In a sophisticated and advanced country such as the UK it comes as somewhat of a surprise to see that a survey conducted by one of the country's major insurers says that 'Just 7% of UK families feel completely financially protected'.

The Family Finances Report by Aviva (of the advertisements by that talented Paul Whitehouse character) also shows that 61% of families have no life insurance and 87% do not have any Critical Illness Cover (CIC).


It will not come as a shock though to learn that the most vulnerable of families, the single parent variety, are least likely to have any protection and also feel the most vulnerable.

What makes this surprising though is that 25% of families attest to experiencing what it is like when the main bread winner dies, is ill or becomes unemployed. It would be logical to assume that these people at least would have taken steps to protect themselves. Especially as 33% of families have no savings and 40% say they save nothing every month.

Now, when the financial services industry talks about 'protection' what they really mean is some form of life, illness or unemployment insurance. The finance sector has taken a drubbing in the 'trust' stakes with the public over the last couple of years and whenever insurance companies feature in the press it's to highlight a refusal to pay out.
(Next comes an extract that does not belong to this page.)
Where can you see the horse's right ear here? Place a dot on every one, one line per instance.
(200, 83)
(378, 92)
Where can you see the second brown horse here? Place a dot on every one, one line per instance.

But they do pay out and when the money gets to the family in need a great weight of worry is lifted. As one broker told me "I've never met a widow who thought her husband was over-insured". Many people believe they cannot afford insurance, but when the worst happens wished they had chosen a smaller car or TV or fewer nights out so they could have the cover. Arrange to see an IFA or broker and it may not be as expensive as you think.

To put it in context Aviva claim they paid out in 99% of life insurance claims. And the table here shows a break down of CIC claims in 2009 where claims declined were on average 9.5% and usually due to either the illness not meeting the definition or were not properly disclosed prior to taking out the policy. Insurance companies have to stick to the illness definitions and the person taking out the policy must tell the truth about their medical condition (it's called disclosure).

There are many providers out there and each one has a different offering. Some place exclusions on paying out on death some don't, some have more illnesses covered than others. Some policies last a year, some the duration of the mortgage, some until the children are 18 years old, some until you retire and even some that pay out when you die however old you are. It's a confusing market place for many. Many families for example don't know about one of the cheaper forms of life insurance called Family Income Benefit (FIB), which can be a very cost effective type of insurance in the right circumstances.

Now you would think that price would be a guide, but no. In many cases when you get insurance from your lender with your mortgage for example you are paying more than if you went to a broker.

Many people are tempted to go to the internet for the cheapest quote believing life insurance is life insurance. But would you be prepared pay a quid or two more a month for cover with no exclusions?

To get a good policy you should talk to a properly qualified and authorised expert who can ask you the right questions, identify the best policy from the best company that suits your needs then take you through the policy properly. The most important thing to realise is that, just like cars, houses, TVs and Hi-Fis, cheapest is not always best.